Ces derniers jours, se balader place de la République à Paris revient à pénétrer dans un monde bien différent de d’habitude. Une mutiplicité de gens s’y rassemblent, des stands y poussent où l’on peut rejoindre et s’atteler à différentes activités (sérigraphie, cuisine, atelier d’écriture…). Ou se désaltérer entre deux tracts échangés.
En ce lieu, et peu importe la génération, on croit à un changement qui peut paraître utopique, mais qui ici s’organise de façon concrète et dynamique, sans violence mais avec bienveillance. La question de la dignité humaine semble à elle seule être le moteur des discussions qui animent la place.
En fin de soirée, le rendez-vous de l’Assemblée Générale réunit jusque dans la nuit près d’un millier personnes. C’est désormais le poumon de la place. Chacun peut prendre la parole durant deux minutes pour y exprimer ses idées ou faire des propositions, qui pourront ensuite être développées en groupe plus restreint au sein des Commissions (“commissions démocratie”, “journalisme”, “musique”…).
Ce vendredi soir, tandis qu’un côté de la place cogite, l’autre s’agite. Le sound system de La Tartiflette et High Kick, deux collectifs parisiens issus de la culture free, a été invité par l’Assemblée Générale. Moyen d’expression au même titre que les discours, la musique envahit l’espace public et rameute aussitôt jeunes et moins jeunes.
“Il existe différentes formes d’expression, et la musique, bien orientée, peut transmettre des messages et des revendications au peuple”, explique un des membres de La Tartiflette. “Par la musique, on peut essayer de faire réfléchir les gens autrement, et les amener à se poser des questions”.
Alors que la nuit tombe, ce sont les sons acid, les mélodies trance et les rythmes techno qui rebondissent sur les façade de République, drainant sans cesse plus de monde face aux enceintes. Après quelques mots criés au-dessus des basses, on comprend vite que les raisons de la présence de ces technoïdes du jour varient. Certains sont là pour les Nuits Debout et y participent depuis plusieurs jours. D’autres ne sont venus que pour la musique et pour l’ambiance.

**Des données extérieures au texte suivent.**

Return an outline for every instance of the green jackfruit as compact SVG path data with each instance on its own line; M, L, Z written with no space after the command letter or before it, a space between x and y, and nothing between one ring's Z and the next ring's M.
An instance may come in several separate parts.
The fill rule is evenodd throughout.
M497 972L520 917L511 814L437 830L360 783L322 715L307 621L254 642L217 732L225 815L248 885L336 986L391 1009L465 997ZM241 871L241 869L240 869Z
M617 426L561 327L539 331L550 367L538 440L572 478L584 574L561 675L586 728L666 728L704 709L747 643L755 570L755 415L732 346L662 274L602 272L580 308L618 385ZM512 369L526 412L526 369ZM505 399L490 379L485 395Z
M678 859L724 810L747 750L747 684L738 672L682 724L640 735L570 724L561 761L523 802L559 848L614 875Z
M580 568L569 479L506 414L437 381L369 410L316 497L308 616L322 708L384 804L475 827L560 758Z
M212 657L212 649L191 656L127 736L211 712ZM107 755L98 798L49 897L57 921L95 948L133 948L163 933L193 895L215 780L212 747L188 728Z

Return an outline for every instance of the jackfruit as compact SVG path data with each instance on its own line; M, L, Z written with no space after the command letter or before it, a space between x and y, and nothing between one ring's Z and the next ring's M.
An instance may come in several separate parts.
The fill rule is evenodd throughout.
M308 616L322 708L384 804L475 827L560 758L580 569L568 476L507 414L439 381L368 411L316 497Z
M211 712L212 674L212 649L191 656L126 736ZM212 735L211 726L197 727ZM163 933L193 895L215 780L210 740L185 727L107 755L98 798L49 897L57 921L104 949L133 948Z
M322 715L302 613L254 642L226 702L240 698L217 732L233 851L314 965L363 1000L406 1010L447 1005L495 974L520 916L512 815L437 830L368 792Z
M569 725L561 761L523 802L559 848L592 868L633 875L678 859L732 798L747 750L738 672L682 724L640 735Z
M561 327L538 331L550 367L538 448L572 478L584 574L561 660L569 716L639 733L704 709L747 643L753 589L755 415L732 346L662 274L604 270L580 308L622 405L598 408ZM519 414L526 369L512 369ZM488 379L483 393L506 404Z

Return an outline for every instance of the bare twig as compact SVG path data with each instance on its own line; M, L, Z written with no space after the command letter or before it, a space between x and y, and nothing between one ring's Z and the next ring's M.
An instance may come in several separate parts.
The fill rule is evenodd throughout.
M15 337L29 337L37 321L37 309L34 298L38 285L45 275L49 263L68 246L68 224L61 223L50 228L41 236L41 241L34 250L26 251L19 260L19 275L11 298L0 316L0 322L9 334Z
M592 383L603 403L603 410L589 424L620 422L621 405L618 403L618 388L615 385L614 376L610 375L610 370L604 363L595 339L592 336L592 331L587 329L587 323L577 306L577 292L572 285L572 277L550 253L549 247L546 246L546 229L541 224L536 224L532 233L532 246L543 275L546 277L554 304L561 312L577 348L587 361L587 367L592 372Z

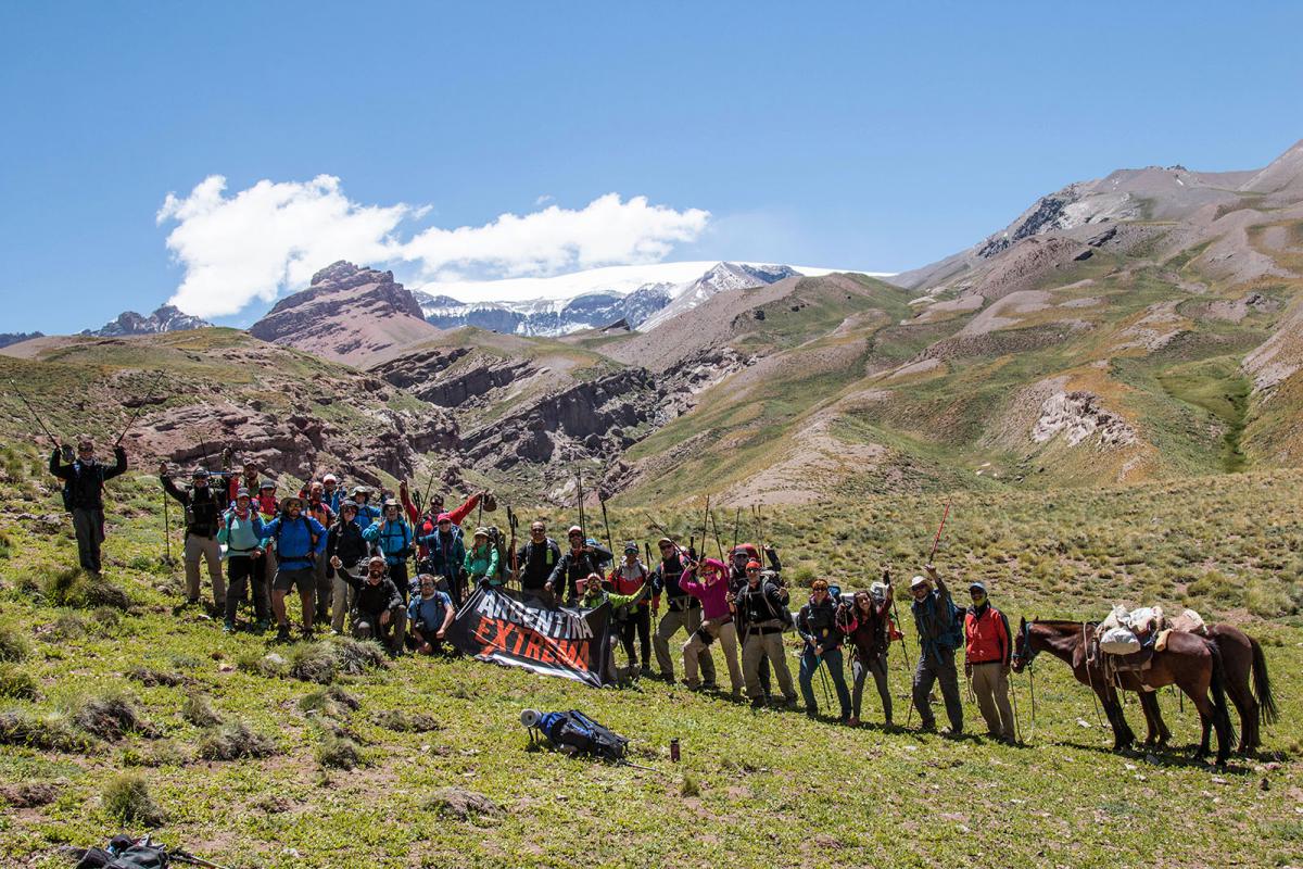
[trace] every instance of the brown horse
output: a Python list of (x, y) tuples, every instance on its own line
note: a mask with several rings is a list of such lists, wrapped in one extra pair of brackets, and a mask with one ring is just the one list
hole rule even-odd
[[(1225, 766), (1231, 748), (1230, 711), (1226, 706), (1226, 674), (1218, 648), (1192, 633), (1174, 633), (1167, 648), (1156, 651), (1147, 670), (1114, 674), (1117, 685), (1104, 668), (1104, 657), (1091, 651), (1088, 637), (1093, 633), (1091, 621), (1028, 621), (1018, 625), (1014, 642), (1014, 671), (1023, 668), (1041, 651), (1067, 663), (1072, 675), (1088, 685), (1100, 698), (1113, 726), (1113, 749), (1123, 750), (1135, 743), (1135, 734), (1122, 714), (1118, 687), (1123, 691), (1164, 688), (1177, 685), (1199, 710), (1203, 739), (1196, 757), (1208, 757), (1210, 730), (1217, 731), (1217, 765)], [(1212, 700), (1209, 700), (1209, 693)]]
[[(1226, 693), (1239, 713), (1239, 753), (1250, 754), (1263, 745), (1263, 724), (1272, 724), (1280, 717), (1272, 680), (1267, 674), (1267, 655), (1257, 640), (1229, 624), (1212, 625), (1207, 638), (1221, 651), (1226, 668)], [(1171, 731), (1162, 720), (1158, 696), (1141, 691), (1140, 709), (1149, 730), (1145, 743), (1166, 745)]]

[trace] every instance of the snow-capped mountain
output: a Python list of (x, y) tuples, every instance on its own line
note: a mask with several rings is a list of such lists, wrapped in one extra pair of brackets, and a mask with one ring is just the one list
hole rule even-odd
[[(556, 336), (622, 319), (631, 328), (646, 331), (719, 292), (830, 271), (765, 263), (655, 263), (556, 278), (435, 283), (412, 294), (426, 321), (440, 328), (476, 326), (515, 335)], [(461, 301), (468, 297), (473, 301)]]

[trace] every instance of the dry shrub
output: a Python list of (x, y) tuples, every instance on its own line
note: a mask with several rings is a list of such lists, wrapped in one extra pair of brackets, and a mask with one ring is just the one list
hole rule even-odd
[(253, 731), (244, 722), (214, 727), (199, 740), (199, 757), (206, 761), (235, 761), (241, 757), (268, 757), (275, 753), (275, 740)]
[(104, 810), (121, 823), (145, 827), (156, 827), (167, 817), (154, 801), (149, 780), (139, 773), (122, 773), (108, 780), (104, 786)]

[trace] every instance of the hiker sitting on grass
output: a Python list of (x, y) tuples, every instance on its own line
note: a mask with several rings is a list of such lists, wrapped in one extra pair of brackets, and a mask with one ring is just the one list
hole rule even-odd
[(443, 651), (443, 638), (452, 624), (452, 598), (438, 589), (438, 580), (429, 573), (417, 577), (421, 594), (408, 605), (408, 631), (417, 651), (433, 655)]
[(126, 470), (126, 451), (113, 447), (116, 464), (95, 460), (90, 435), (77, 438), (77, 457), (68, 444), (50, 453), (50, 473), (64, 481), (64, 507), (73, 515), (77, 555), (83, 569), (99, 576), (99, 547), (104, 542), (104, 481)]
[(365, 577), (353, 576), (337, 555), (331, 559), (330, 565), (353, 586), (353, 636), (358, 640), (377, 640), (388, 646), (391, 657), (399, 655), (403, 650), (407, 610), (403, 608), (399, 588), (384, 576), (384, 559), (373, 555), (366, 563)]

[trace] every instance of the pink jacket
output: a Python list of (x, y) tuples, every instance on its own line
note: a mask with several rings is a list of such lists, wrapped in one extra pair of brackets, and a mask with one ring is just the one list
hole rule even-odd
[(697, 582), (694, 571), (685, 569), (679, 577), (679, 588), (701, 601), (701, 616), (706, 620), (728, 615), (728, 567), (717, 559), (702, 559), (698, 568), (702, 573), (714, 571), (715, 581), (710, 585)]

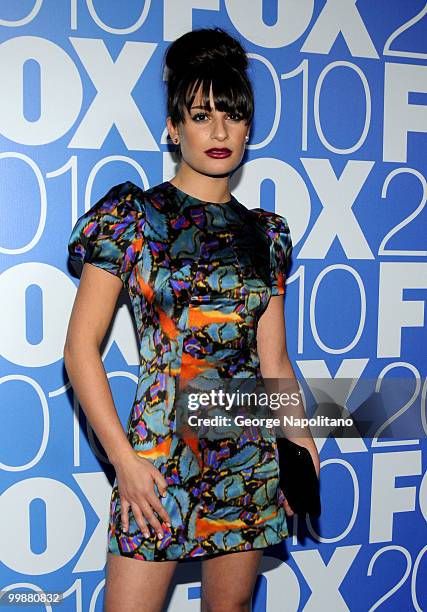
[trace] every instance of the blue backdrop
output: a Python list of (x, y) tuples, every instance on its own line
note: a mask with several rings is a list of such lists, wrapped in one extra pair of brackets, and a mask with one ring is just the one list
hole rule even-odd
[[(232, 192), (289, 222), (298, 377), (410, 380), (392, 413), (427, 429), (426, 13), (422, 0), (2, 1), (2, 589), (102, 610), (112, 470), (63, 366), (78, 283), (66, 245), (112, 185), (174, 176), (161, 61), (192, 28), (224, 27), (250, 56), (255, 121)], [(103, 357), (124, 424), (138, 370), (125, 299)], [(291, 519), (265, 553), (255, 612), (427, 609), (424, 436), (317, 440), (322, 516)], [(199, 572), (181, 564), (170, 610), (199, 609)]]

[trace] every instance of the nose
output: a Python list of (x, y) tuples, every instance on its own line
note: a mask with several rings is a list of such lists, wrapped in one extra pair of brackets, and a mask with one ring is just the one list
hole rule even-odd
[(212, 123), (211, 138), (223, 141), (228, 138), (227, 123), (225, 120), (225, 113), (221, 116), (215, 117)]

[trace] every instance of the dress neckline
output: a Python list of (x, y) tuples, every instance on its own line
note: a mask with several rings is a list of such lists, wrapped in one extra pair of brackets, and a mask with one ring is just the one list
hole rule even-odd
[(197, 202), (199, 204), (203, 204), (203, 206), (225, 206), (227, 207), (227, 206), (230, 206), (230, 204), (234, 204), (237, 201), (236, 198), (233, 196), (233, 194), (230, 194), (231, 199), (227, 200), (227, 202), (209, 202), (208, 200), (202, 200), (200, 198), (196, 198), (196, 196), (192, 196), (189, 193), (186, 193), (185, 191), (183, 191), (182, 189), (179, 189), (179, 187), (177, 187), (170, 181), (164, 181), (163, 185), (168, 188), (173, 189), (175, 193), (180, 197), (181, 200), (188, 199), (188, 200)]

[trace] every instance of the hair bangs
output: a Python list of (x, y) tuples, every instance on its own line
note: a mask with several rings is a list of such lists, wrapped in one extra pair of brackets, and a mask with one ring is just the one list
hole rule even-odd
[(200, 71), (193, 70), (181, 79), (173, 103), (176, 116), (171, 116), (174, 125), (185, 121), (185, 109), (190, 112), (199, 88), (201, 88), (201, 105), (207, 111), (212, 111), (211, 87), (216, 110), (238, 114), (247, 124), (252, 121), (252, 95), (246, 78), (229, 65), (225, 66), (217, 61), (212, 63), (209, 69), (204, 65)]

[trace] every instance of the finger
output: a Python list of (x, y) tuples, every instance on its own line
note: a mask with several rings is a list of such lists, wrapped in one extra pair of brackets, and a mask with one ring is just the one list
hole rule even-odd
[(120, 498), (120, 523), (123, 531), (127, 531), (129, 529), (129, 502), (127, 502), (123, 497)]
[(285, 501), (283, 502), (283, 506), (285, 508), (285, 512), (288, 516), (293, 516), (294, 515), (294, 511), (292, 510), (292, 508), (290, 507), (288, 500), (285, 498)]
[(157, 534), (157, 537), (162, 539), (164, 536), (163, 527), (161, 523), (159, 522), (158, 518), (156, 517), (156, 515), (154, 514), (152, 507), (150, 506), (150, 504), (148, 503), (146, 499), (141, 503), (140, 506), (141, 506), (142, 513), (144, 514), (144, 518), (153, 527), (154, 531)]
[(133, 504), (132, 505), (132, 512), (133, 515), (135, 517), (135, 521), (138, 525), (138, 527), (140, 528), (142, 534), (146, 537), (149, 538), (151, 533), (150, 530), (148, 529), (148, 525), (147, 525), (147, 521), (144, 518), (144, 515), (142, 514), (141, 510), (138, 507), (138, 504)]
[(157, 485), (157, 489), (159, 490), (160, 495), (164, 496), (166, 495), (166, 491), (168, 488), (168, 483), (166, 478), (163, 476), (163, 474), (161, 472), (159, 472), (159, 470), (156, 470), (153, 474), (154, 477), (154, 481)]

Âgé d’une quarantaine d’années, un homme raconte, une bière à la main et tout sourire, qu’il est là car il “trouve formidable qu’il y ait une vie associative qui se crée autour de certaines problématiques, et qu’on y réfléchit aussi bien dans la joie qu’avec de bonnes idées”. Quoi qu’il en soit, le pari de “rattacher la jeunesse au mouvement Nuit Debout”, énoncé par l’un des membres du High Kick crew, semble être réussi.
Un petit peu plus loin, alors que le Palais des Possibles se construit à l’aide de planches et de clous, la fête semble battre son plein dans la “Bulle”. Au menu pour la soirée pour cette structure gonflable nomade : la projection du documentaire Les nouveaux chiens de garde de Serge Halimi, une jam session et un DJ set intimiste et chaleureux. “On a voulu créer une scène alternative pour permettre à ceux de l’Assemblée Générale de venir écouter du son et se détendre aussi un peu. On a proposé cette sorte d’agora éphémère pour participer au mouvement et ouvrir à d’autres disciplines que la fête”, explique l’un des organisateurs.
Une alliance de la culture du dancefloor et du politique que nous évoquons dans notre numéro d’avril, et qui semble ici prendre totalement corps. Et si ce fut là une première pour les Nuits Debout, l’initiative, portant avec elle les mêmes germes de contestation, pourrait bien être réitérée.